El nuevo apagón que afectó a más de 70 mil usuarios tras el incendio en una subestación de Edesur volvió a poner bajo la lupa el estado del sistema energético y el rol de las empresas privatizadas. En diálogo con Víctor Hugo Morales, la dirigente sindical Mara Rivera, integrante de la Asociación del Personal Superior de Empresas de Energía (APSEE), lanzó fuertes críticas contra el gobierno de Javier Milei y las distribuidoras eléctricas por la falta de controles y el deterioro creciente del servicio.
Rivera aseguró que lo ocurrido "es un episodio más de los 32 años de privatización", aunque advirtió que la situación actual se agravó por la política del Gobierno nacional hacia las empresas energéticas.
"Tenemos un gobierno que no controla a la empresa y además le condona las deudas", denunció la dirigente sindical, en referencia a Edesur y Edenor. Para Rivera, el problema ya no pasa solamente por los cortes de luz, sino también por la falta de intervención estatal frente a compañías que continúan recibiendo beneficios mientras empeora la calidad del servicio.
En ese marco, cuestionó que mientras las tarifas aumentan constantemente, los usuarios siguen padeciendo interrupciones masivas y problemas estructurales en el suministro eléctrico. Según explicó, el deterioro del servicio impacta directamente sobre la vida cotidiana de millones de personas.
"La luz está más cara, pero no tenemos servicio", expresó Rivera al describir el escenario actual. Además, sostuvo que las tarifas siguen aumentando mientras la calidad de prestación empeora cada vez más, afectando tanto a hogares como a comercios y trabajadores.
El incendio en la subestación eléctrica volvió a dejar a miles de hogares sin suministro en distintos barrios y generó complicaciones en viviendas, comercios y servicios esenciales. Aunque parte del servicio comenzó a restablecerse horas después, todavía permanecían usuarios afectados.
Para la representante de APSEE, la situación responde a un problema estructural que se arrastra desde hace años y que hoy se profundiza por la falta de controles y de inversión.
"Esto ya lo venimos viviendo, pero ahora se encrudece con la falta de un Estado presente", afirmó. En esa línea, advirtió que el problema energético no puede analizarse como un hecho aislado sino como parte de un sistema que viene deteriorándose desde hace décadas.

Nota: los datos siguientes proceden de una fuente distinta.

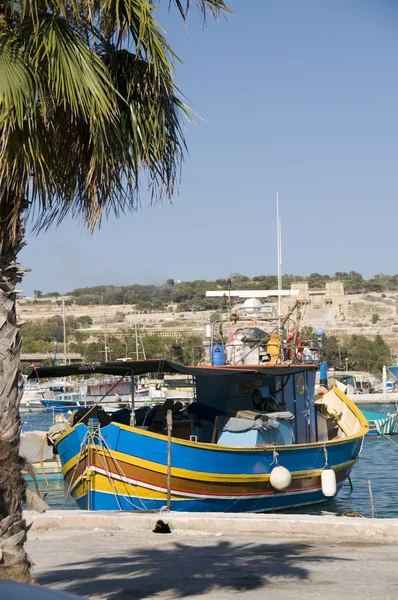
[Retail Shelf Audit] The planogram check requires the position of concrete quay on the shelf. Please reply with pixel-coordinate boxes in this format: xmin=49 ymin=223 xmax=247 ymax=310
xmin=24 ymin=510 xmax=398 ymax=544
xmin=348 ymin=393 xmax=398 ymax=404
xmin=26 ymin=511 xmax=398 ymax=600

Rivera también apuntó contra las decisiones oficiales vinculadas a las empresas distribuidoras y cuestionó los alivios financieros otorgados por el Estado mientras continúan los cortes de suministro.
"No solo les quitan el control, sino que también les condonan las deudas a Edesur y Edenor", denunció nuevamente. Según indicó, mientras las empresas reciben beneficios y reducciones de deuda, los usuarios siguen enfrentando tarifas más caras y un servicio cada vez más deficiente.

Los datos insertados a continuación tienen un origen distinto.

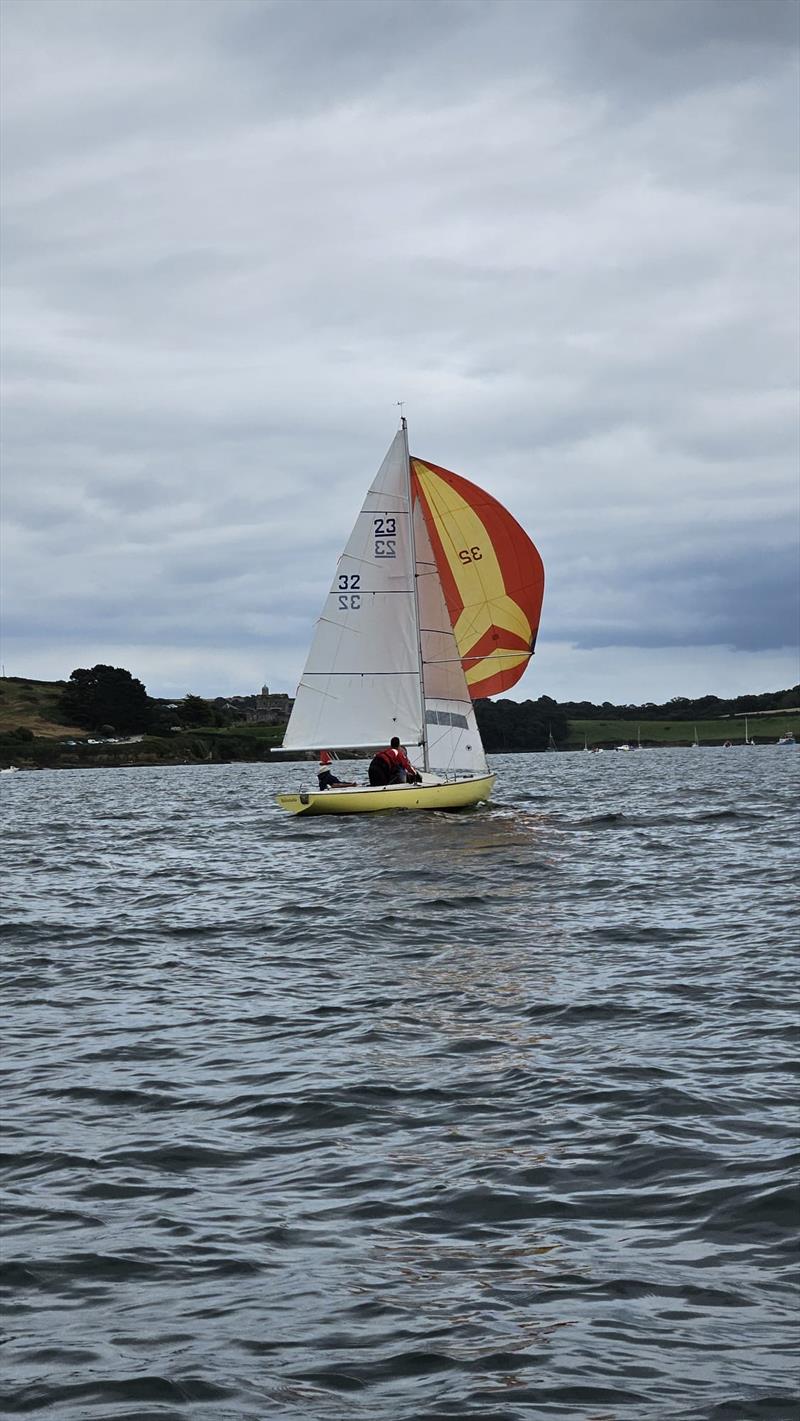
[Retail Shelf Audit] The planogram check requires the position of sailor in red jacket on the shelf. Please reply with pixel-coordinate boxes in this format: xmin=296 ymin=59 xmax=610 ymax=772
xmin=368 ymin=735 xmax=422 ymax=784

El apagón vuelve además a poner en discusión el estado de la infraestructura energética en el Área Metropolitana de Buenos Aires y el funcionamiento del sistema privatizado vigente desde la década del noventa.

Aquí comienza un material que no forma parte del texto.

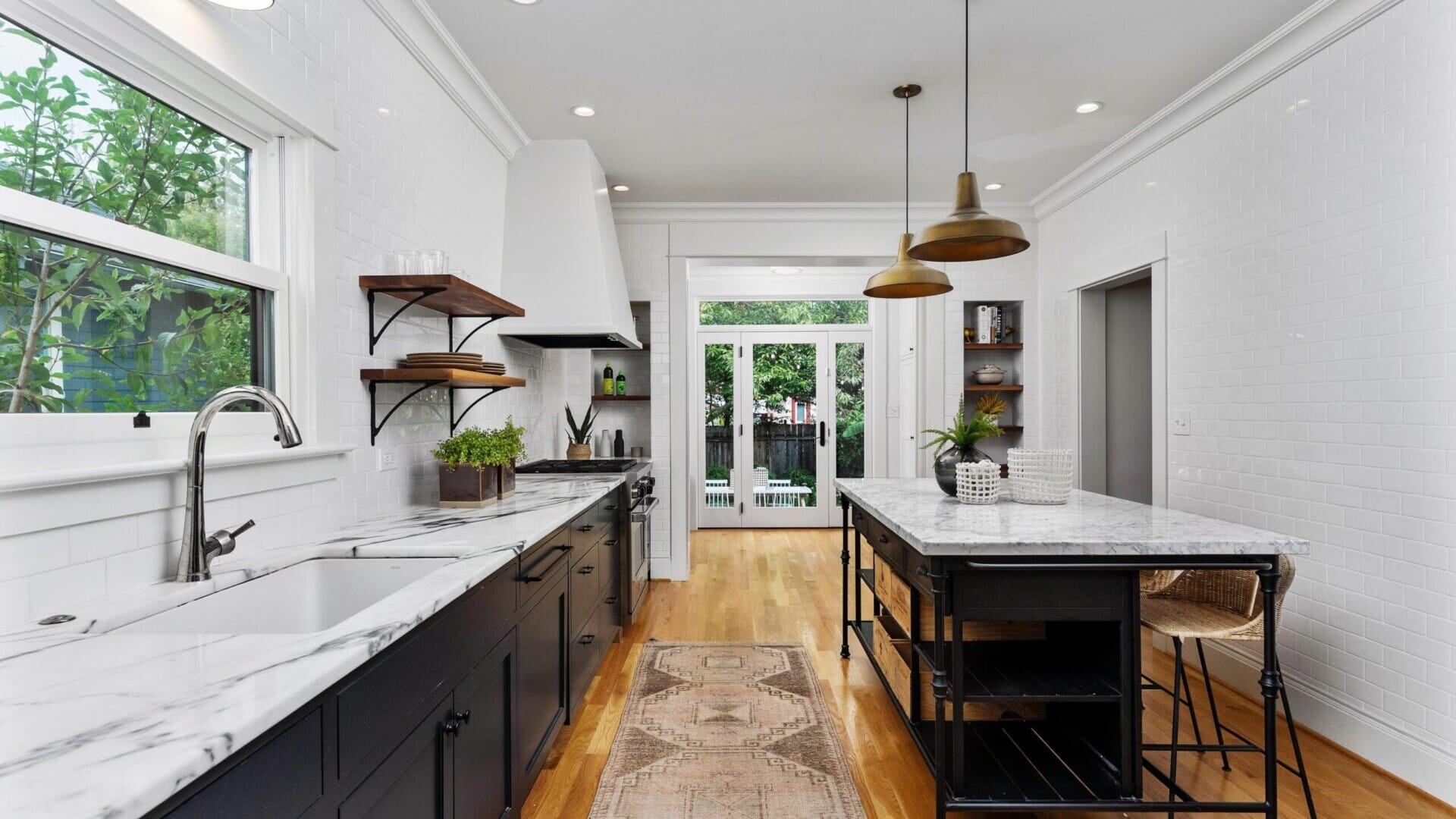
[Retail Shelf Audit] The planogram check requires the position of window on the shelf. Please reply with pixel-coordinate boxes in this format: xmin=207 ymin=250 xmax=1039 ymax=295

Desde distintos sectores sindicales vienen reclamando mayores controles sobre las distribuidoras eléctricas y advirtiendo sobre la falta de inversión, el deterioro operativo y las consecuencias que esto tiene sobre millones de usuarios.
"No puede ser que con tarifas dolarizadas sigamos teniendo cortes de luz masivos", sostuvo Rivera. Y concluyó con una fuerte definición sobre el rol estratégico del sector energético: "La energía es un servicio esencial y no puede quedar librada únicamente al negocio empresario".
En medio de nuevos aumentos tarifarios y recurrentes fallas en el suministro, el episodio vuelve a abrir el debate sobre el rol del Estado, las privatizaciones y el impacto que tiene el deterioro del sistema energético sobre trabajadores, jubilados y usuarios en todo el país.